I think I can show that for any function $f\in \mathcal{C}^2(\mathbb{R}^d)$ s.t. $f$ is Lipschitz with constant $L$, then $\nabla f$ is Lipschitz as well. This result relies on the fact that the first and second order gradients of $f$ exist and are continuous. I am not sure if indeed I show the desired result or if the result itself is true.
My proof attempt:
Suppose $f$ is as above. It is obvious $\nabla f$ is bounded by $L$, but suppose that $\nabla^2 f$ is unbounded. Unboundedness is equivalent to: $\forall M>0$, $\exists x$ s.t.\begin{equation}\|\nabla^2 f(x)\|>M.\end{equation}As $\nabla^2 f$ is also continuous, there is a sequence $\{x_k\}^\infty_{k=1}$ of lower bounded step-size (i.e. $\|x_k-x_{k+1}\|>\delta$) where $\forall M>0$ there exists $K$ s.t. $\forall k>K$ and $\forall t\in [0,1]$,\begin{equation}\|\nabla^2 f(tx_k + (1-t)x_{k+1})\|>M.\end{equation}(This is the part I am unsure about, but I believe it to be a consequence of the fact that all unbounded points are at $\infty$ in some sense).
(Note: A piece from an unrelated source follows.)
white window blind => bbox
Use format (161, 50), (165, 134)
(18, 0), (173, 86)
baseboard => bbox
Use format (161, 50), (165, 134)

Now we choose $M=2L/\delta$ and apply the MVT to the points $x_k,x_{k+1}$ for $k>K$, to obtain\begin{equation}2L\geq \|\nabla f(x_k) - \nabla f(x_{k+1})\|= \|\nabla^2 f(x^\star)\| \|x_k-x_{k+1}\| > 2L.\end{equation}Where the RHS follows from the fact that $x^\star \in \{tx_k + (1-t)x_{k+1}: t\in[0,1]\}$. This produces a contradiction, from which follows that $\nabla^2 f$ is bounded and hence $\nabla f$ is Lipschitz.
Any help or clarification with this problem would be greatly appreciated.